Just Because You Should

A few months back I picked up Sinclair Lewis’s book Main Street. I really have no real reason why I did this. It’s an old book and for some reason I feel or perhaps I felt, I should read this book. Who knows? I’ve read all sorts of books because people tell me I should read them, and there have been a few I’ve picked up for no reason at all.


It could be because I live in a small town on the outskirts of absolutely nowhere. In my town we have a Main Street. And as I’m thinking about it, this is the first place I’ve ever lived with a Main Street. I mean, there have been Broadways, Front Avenues and that’s saying something. There just has never been a Main Street. The Main Street in my town is overlaid on US Hwy 287 which runs from the Canadian border in Montana all the way through to the Texas Gulf Coast. 287 is a very long road.



I’m infatuated with the Main Street in my town. In fact, Main Street is one of the top reasons to love my town. And the with all the nostalgia around Hwy 66, The Mother Road, why shouldn’t I give a few props to a lesser known, but equally as impressive Hwy 287.

This has no gravity when it comes to Sinclair Lewis or his 1920 novel Main Street or how I’m just reading it now, nearly 100 years later.

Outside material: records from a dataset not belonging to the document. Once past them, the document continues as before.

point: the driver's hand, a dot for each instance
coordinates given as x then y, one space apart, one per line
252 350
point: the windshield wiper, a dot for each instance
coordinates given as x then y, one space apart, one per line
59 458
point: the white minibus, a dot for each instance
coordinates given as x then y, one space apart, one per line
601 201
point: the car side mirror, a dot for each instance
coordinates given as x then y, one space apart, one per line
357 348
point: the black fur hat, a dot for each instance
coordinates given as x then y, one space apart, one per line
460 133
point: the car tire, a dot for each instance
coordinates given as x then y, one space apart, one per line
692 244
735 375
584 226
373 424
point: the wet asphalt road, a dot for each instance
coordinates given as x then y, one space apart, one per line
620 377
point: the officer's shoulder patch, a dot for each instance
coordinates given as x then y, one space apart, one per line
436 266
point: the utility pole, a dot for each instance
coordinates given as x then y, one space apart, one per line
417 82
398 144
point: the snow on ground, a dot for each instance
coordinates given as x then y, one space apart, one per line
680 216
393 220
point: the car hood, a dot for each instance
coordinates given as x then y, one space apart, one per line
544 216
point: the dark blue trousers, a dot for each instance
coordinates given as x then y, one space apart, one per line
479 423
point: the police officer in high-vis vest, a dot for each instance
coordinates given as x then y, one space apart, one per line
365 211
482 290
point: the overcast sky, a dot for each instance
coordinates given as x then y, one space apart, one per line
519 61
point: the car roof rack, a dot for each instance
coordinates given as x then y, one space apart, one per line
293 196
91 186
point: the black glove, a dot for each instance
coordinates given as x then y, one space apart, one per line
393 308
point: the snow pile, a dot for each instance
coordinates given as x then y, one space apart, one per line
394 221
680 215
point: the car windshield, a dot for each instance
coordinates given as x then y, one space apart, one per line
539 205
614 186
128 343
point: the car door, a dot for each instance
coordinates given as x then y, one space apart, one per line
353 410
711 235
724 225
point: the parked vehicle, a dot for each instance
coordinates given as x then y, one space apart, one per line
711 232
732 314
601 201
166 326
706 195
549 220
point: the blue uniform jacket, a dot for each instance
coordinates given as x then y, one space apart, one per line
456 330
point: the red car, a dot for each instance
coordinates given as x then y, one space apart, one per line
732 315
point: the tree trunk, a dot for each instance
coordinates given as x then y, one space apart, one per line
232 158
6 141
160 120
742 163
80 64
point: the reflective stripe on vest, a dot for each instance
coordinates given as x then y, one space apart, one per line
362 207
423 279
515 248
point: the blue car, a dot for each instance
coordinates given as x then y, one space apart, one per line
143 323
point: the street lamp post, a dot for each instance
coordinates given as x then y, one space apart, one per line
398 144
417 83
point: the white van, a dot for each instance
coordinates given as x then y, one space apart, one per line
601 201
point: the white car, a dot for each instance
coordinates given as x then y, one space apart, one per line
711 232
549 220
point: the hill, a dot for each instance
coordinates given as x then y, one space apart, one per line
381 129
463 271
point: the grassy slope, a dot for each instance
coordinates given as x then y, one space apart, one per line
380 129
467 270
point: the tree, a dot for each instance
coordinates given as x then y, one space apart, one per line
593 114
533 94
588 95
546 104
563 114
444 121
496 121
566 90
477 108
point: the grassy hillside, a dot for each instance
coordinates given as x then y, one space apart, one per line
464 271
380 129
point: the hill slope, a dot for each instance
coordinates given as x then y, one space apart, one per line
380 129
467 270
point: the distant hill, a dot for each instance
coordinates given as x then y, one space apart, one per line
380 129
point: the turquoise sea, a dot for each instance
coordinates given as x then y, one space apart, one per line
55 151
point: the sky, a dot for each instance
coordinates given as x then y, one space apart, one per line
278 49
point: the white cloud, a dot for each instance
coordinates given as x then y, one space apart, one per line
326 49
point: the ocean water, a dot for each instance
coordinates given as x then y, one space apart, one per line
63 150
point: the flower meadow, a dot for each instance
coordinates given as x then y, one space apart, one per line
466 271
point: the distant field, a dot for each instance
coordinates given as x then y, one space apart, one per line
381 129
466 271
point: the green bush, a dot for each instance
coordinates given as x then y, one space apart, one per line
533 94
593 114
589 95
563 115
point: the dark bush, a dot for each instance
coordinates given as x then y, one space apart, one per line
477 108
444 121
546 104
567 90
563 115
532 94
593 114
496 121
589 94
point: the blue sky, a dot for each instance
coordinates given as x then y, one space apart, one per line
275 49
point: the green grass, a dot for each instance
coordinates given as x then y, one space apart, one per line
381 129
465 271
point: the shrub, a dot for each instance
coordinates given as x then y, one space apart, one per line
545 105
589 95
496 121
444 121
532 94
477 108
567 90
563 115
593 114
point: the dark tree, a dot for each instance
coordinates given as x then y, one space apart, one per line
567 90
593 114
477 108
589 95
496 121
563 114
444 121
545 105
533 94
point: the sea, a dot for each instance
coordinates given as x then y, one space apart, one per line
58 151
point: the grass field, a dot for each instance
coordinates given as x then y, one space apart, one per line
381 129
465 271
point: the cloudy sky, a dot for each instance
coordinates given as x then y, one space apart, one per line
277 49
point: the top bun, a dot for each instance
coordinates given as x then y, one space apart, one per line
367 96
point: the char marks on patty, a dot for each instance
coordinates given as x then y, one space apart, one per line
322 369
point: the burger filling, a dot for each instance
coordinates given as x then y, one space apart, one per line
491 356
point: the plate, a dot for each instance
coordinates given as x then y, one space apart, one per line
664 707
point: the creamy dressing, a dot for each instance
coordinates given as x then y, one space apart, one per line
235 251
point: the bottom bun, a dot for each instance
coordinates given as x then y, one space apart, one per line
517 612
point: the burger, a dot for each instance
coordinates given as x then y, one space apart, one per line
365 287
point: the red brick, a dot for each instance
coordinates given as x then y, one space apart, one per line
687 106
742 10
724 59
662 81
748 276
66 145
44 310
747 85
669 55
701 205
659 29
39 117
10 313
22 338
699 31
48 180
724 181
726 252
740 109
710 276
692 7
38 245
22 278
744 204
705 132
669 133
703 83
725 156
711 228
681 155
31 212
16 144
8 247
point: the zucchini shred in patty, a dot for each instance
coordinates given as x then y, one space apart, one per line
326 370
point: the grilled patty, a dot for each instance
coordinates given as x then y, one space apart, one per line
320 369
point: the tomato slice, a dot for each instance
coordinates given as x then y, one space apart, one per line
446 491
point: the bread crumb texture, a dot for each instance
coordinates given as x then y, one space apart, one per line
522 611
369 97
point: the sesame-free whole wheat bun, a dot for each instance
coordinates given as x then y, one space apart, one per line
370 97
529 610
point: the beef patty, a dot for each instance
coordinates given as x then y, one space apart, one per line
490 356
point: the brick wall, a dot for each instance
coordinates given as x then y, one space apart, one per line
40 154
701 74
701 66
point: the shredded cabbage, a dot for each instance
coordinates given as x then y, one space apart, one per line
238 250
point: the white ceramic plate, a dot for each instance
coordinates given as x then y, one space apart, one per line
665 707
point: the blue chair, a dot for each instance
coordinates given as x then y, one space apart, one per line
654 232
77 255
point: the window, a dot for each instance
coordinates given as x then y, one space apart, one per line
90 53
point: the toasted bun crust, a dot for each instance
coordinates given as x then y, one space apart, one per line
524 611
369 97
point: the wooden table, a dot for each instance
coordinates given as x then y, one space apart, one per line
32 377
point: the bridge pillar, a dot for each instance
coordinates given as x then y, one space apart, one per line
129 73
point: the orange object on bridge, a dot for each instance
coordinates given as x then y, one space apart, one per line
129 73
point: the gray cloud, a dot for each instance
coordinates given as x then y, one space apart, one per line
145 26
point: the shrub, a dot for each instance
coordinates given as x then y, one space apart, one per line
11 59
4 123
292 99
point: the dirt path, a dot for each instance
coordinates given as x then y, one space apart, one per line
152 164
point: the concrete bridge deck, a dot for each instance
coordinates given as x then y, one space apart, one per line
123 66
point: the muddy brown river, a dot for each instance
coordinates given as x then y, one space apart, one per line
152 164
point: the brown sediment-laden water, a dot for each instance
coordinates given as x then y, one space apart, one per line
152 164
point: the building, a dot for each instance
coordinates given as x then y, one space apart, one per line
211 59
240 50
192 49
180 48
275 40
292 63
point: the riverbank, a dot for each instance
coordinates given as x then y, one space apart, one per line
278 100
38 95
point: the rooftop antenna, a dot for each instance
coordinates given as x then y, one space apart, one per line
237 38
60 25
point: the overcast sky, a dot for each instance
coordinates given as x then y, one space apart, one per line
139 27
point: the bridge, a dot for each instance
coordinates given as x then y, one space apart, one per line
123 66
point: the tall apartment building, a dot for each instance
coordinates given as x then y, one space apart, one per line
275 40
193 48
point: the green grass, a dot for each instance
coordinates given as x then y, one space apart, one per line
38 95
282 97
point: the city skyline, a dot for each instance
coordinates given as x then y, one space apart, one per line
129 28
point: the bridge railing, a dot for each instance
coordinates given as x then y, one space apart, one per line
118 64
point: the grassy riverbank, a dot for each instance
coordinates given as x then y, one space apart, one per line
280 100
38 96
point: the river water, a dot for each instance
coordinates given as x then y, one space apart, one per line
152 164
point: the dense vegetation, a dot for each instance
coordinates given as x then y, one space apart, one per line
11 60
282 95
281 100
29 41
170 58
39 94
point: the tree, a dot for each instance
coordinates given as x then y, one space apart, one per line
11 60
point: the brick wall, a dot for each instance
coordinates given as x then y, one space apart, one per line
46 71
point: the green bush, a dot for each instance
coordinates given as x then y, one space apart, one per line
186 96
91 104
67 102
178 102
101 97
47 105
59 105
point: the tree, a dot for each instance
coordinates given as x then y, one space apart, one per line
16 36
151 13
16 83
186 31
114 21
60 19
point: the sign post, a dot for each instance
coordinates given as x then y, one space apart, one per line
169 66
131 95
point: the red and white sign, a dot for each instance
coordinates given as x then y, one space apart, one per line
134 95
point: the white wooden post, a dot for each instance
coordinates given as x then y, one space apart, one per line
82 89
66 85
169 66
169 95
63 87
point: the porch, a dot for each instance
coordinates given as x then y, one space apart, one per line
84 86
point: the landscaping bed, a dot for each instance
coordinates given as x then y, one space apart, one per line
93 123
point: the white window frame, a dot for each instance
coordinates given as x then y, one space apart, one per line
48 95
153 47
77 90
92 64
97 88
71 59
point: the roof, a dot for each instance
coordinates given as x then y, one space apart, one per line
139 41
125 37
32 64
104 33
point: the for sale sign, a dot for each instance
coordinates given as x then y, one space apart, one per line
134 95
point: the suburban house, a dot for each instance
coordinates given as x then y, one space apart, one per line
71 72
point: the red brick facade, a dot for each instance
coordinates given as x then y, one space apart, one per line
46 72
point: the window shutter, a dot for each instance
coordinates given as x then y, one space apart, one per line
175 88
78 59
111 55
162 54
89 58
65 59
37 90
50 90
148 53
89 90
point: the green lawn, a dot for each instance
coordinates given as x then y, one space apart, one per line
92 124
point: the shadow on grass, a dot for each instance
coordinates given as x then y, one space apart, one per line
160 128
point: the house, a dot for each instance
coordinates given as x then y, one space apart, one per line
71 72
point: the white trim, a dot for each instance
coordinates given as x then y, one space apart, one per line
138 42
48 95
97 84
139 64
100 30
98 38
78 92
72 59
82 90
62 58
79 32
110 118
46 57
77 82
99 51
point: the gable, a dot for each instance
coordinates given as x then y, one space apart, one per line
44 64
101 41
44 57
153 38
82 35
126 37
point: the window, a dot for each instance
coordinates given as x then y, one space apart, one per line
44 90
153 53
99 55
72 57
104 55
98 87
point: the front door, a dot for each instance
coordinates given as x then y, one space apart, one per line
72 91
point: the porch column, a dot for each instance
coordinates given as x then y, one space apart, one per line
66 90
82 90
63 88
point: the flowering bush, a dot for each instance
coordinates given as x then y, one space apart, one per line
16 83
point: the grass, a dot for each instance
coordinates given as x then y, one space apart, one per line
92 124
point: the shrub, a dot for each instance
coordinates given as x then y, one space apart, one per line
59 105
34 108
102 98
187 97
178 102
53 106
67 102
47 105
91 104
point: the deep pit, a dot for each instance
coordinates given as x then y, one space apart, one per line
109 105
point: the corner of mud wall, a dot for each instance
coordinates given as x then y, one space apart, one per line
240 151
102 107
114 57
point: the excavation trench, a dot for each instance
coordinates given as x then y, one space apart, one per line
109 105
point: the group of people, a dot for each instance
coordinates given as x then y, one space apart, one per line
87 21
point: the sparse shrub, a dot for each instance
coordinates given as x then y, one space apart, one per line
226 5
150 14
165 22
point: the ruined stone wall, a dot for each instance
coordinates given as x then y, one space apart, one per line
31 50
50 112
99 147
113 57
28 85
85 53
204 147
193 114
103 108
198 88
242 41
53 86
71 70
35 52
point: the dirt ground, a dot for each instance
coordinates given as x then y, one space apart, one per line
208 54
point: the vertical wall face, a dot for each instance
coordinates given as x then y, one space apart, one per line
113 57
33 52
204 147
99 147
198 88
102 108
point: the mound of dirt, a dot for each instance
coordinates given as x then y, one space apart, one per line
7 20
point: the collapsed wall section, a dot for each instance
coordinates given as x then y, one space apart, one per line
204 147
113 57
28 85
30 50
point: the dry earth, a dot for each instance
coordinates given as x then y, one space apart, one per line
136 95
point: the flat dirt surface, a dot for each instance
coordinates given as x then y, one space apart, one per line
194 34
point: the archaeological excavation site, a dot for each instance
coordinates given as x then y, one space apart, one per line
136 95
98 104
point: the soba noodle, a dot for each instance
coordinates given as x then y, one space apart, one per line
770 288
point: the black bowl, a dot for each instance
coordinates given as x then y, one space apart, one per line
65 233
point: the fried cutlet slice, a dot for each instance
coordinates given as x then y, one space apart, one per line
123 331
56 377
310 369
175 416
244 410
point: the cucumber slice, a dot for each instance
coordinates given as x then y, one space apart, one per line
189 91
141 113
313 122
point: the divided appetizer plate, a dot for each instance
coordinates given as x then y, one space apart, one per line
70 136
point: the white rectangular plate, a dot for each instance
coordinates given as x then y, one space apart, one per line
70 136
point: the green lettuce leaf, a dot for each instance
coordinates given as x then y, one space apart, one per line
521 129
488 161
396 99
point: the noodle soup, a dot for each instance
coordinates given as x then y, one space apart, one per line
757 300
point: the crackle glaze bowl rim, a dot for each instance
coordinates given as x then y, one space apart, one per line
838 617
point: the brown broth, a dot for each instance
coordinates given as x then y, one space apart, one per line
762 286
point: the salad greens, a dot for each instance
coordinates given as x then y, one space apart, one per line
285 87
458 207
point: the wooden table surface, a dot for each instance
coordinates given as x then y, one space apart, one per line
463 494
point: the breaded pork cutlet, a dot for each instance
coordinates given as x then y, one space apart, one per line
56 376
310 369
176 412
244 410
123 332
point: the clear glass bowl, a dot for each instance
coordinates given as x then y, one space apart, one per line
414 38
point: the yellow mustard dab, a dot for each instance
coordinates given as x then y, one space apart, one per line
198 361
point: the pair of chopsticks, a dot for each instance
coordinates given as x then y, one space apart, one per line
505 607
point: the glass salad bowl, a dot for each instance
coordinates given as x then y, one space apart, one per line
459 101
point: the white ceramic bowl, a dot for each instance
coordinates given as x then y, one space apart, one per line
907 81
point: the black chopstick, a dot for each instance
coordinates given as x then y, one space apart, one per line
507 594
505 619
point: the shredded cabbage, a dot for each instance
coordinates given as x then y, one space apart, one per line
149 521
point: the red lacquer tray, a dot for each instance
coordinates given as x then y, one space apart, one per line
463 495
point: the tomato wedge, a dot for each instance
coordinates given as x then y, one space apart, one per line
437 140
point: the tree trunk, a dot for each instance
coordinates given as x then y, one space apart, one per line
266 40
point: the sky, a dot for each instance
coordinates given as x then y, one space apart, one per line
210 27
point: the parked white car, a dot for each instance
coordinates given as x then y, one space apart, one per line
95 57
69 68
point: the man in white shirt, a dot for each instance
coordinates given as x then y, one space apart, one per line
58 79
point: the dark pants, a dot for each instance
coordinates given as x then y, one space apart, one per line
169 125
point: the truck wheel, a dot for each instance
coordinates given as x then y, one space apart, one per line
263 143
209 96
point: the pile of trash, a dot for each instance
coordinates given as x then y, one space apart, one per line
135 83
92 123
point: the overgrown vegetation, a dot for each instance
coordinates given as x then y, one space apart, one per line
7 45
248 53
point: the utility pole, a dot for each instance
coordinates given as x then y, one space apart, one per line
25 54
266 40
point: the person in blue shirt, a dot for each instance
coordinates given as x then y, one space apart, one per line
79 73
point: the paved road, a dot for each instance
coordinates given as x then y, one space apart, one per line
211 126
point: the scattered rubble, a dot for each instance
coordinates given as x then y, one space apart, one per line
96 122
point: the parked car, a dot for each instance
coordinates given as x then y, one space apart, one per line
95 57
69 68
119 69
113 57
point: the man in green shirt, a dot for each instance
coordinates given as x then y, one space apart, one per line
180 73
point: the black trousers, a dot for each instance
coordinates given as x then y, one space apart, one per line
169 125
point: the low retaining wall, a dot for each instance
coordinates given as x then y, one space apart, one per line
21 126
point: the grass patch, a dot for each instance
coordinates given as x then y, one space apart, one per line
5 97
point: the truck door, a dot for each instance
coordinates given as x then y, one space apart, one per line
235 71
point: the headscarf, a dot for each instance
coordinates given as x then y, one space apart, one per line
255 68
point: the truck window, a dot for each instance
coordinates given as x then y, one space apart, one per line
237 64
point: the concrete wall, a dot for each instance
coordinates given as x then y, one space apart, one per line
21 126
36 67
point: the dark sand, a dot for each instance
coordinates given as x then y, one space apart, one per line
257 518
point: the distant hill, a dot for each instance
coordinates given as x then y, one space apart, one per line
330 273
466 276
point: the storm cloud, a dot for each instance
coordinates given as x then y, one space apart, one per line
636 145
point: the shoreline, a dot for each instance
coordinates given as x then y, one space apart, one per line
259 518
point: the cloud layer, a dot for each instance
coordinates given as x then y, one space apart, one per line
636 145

Reading the first pages I found in this novel a feeling of who cares or in today’s term, WTF? Like, who gives a shit, it all seemed very bougie to me. Initially, I was not taken with the main character Carol, a young intellectual who marries a country doctor and moves out to the sticks. Then again, the country was different in 1920.


Or was it?


Main Street proved to be one of those books that took me a good 100 pages to really get excited. After page 100, I started to get it. I started to understand the characters, Carol namely, and I started to care. Exciting novel and not just for a historical or a historically social reasons.

The question I ask, though, has Main Street, and I mean Main Street anywhere, really changed since 1920? I am no Carol, as would never consider myself intellectually cosmopolitan, but I can’t help see similarities. I mean, I live in a small plains town in Colorado. Before coming here, I was in Portland, Oregon. I came from there to here and I see certain limitations here, social and intellectual that I did not notice in Portland. I would never say that people here are less advanced than there, that would simply not be the truth. But the truth is this, the culture here and the concerns here are much different.

Books are all around us. Old books too. Sinclair Lewis old too. Main Street is a book you should read, even if just because even if you don’t have a Main Street in your town.